Recovery test failure for recovery_min_apply_delay on hamster

From: Michael Paquier <michael(dot)paquier(at)gmail(dot)com>
To: PostgreSQL mailing lists <pgsql-hackers(at)postgresql(dot)org>
Subject: Recovery test failure for recovery_min_apply_delay on hamster
Date: 2016-03-02 05:04:23
Message-ID: CAB7nPqSAZ9HnUcMoUa30JO2wJ8MnREm18p2a7McRA-ZrJxj3Vw@mail.gmail.com
Views: Raw Message | Whole Thread | Download mbox | Resend email
Thread:
Lists: pgsql-hackers

Hi all,

I have enabled yesterday the recovery test suite on hamster, and we
did not have to wait long before seeing the first failure on it, the
machine being slow as hell so it is quite good at catching race
conditions:
http://buildfarm.postgresql.org/cgi-bin/show_log.pl?nm=hamster&dt=2016-03-01%2016%3A00%3A06
Honestly, I did runs on this machine of the test suite, but I didn't
see it, so that's quite sporadic.
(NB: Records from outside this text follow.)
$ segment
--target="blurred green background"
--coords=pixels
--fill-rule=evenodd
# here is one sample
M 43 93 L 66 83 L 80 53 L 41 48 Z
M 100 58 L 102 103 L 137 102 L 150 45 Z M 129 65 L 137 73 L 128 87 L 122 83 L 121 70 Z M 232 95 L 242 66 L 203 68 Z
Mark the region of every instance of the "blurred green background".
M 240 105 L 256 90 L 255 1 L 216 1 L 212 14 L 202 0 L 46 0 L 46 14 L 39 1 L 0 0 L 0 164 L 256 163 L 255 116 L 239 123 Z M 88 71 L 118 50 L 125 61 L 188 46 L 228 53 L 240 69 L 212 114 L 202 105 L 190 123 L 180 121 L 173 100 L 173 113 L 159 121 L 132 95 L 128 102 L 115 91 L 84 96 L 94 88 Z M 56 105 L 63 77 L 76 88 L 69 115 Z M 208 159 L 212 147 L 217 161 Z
Yesterday's run worked fine for
example.

In more details, the following problem showed up:
### Running SQL command on node "standby": SELECT count(*) FROM tab_int
not ok 1 - check content with delay of 1s

# Failed test 'check content with delay of 1s'
# at t/005_replay_delay.pl line 39.
# got: '20'
# expected: '10'
### Running SQL command on node "master": SELECT pg_current_xlog_location();
### Running SQL command on node "standby": SELECT count(*) FROM tab_int
ok 2 - check content with delay of 2s

This is a timing issue, caused by the use of recovery_min_apply_delay,
the test doing the following:
1) Set up recovery_min_apply_delay to 2 seconds
2) Start the standby
3) Apply an INSERT on master, save pg_current_xlog_location from master
4) sleep 1s
5) query standby, and wait that WAL has not been applied yet.
6) Wait that required LSN from master has been applied
7) query again standby, and see that WAL has been applied.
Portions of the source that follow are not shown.